The deal does not remove tariff barriers in public services, audiovisual and transport services and some agricultural products, it said.

The Parliament voted by 408-254 votes to support the Comprehensive Economic and Trade Agreement (CETA) deal, with 33 abstentions.

The European Commission welcomed the Parliament's support of the deal, and said that it will save EU businesses over €500 million a year currently paid in tariffs on goods that are exported to Canada.

"The agreement will overwhelmingly benefit smaller companies who can least afford the cost of red tape. Small businesses will save time and money, for example by avoiding duplicative testing requirements, lengthy customs procedures and costly legal fees," it said.

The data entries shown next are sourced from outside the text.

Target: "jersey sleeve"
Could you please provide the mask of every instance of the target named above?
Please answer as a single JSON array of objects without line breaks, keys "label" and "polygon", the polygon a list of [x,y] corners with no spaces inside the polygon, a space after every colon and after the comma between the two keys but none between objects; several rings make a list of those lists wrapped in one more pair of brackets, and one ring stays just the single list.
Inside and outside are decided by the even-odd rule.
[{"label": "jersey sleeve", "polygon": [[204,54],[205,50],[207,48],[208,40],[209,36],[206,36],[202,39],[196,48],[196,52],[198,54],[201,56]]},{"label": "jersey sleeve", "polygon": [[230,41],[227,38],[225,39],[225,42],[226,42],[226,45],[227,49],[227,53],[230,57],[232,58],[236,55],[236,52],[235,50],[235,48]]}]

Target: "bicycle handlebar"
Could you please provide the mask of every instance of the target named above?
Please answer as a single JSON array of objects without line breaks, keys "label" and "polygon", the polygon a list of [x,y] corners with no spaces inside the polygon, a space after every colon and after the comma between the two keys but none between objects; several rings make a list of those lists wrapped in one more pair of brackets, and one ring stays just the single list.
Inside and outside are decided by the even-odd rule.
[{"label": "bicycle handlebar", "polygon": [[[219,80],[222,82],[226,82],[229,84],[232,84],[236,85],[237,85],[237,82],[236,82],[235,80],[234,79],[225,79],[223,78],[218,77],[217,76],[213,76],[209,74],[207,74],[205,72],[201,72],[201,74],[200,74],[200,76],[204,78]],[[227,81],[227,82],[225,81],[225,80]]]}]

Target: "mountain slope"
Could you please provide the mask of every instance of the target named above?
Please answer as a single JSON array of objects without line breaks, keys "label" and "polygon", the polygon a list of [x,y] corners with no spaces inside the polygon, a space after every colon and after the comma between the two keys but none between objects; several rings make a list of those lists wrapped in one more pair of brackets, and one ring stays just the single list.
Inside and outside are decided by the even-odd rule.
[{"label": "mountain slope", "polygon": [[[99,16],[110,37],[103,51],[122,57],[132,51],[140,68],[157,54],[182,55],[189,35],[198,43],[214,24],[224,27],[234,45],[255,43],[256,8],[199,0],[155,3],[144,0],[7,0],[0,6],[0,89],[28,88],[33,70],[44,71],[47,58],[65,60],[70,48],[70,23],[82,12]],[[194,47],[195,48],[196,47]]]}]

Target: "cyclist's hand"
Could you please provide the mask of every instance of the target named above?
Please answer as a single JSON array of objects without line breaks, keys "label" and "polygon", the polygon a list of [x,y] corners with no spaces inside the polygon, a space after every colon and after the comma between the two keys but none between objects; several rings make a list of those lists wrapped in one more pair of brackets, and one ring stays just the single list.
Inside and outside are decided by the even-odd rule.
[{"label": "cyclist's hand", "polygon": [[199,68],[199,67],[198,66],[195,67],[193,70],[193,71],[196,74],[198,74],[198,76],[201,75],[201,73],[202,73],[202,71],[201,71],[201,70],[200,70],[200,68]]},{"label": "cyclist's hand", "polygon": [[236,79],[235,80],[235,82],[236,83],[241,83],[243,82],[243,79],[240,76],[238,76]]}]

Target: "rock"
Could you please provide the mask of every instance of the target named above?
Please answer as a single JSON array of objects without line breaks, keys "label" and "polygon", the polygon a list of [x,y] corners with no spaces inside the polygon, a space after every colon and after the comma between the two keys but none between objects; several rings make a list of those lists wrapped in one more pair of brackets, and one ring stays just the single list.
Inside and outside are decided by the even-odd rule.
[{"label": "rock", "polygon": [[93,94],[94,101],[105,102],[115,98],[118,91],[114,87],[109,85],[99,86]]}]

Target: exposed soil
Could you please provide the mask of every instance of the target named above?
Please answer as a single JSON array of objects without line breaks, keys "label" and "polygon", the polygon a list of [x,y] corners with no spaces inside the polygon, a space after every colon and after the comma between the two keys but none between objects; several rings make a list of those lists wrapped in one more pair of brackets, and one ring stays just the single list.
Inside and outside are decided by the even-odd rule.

Commission president Jean-Claude Juncker said: "Today's vote by the European Parliament is an important milestone in the democratic process of ratification of the agreement reached with Canada and it also allows for its provisional entry into force. As a result, EU companies and citizens will start to reap the benefits that the agreement offers as soon as possible. This trade deal has been subject to an in-depth parliamentary scrutiny which reflects the increased interest of citizens in trade policy. The intense exchanges on CETA throughout this process are testimony to the democratic nature of European decision making."

As CETA was declared a mixed agreement by the European Commission in July 2016, it will also need to be ratified by national and regional parliaments.

Juncker called on "all member states to conduct an inclusive and thorough discussion at national level with the relevant stakeholders in the context of the national ratification process of the agreement".

Canada's finance minister said in November that his country will want to strike a deal with the UK after it leaves the EU, but that it is not top of Canada's trade priorities.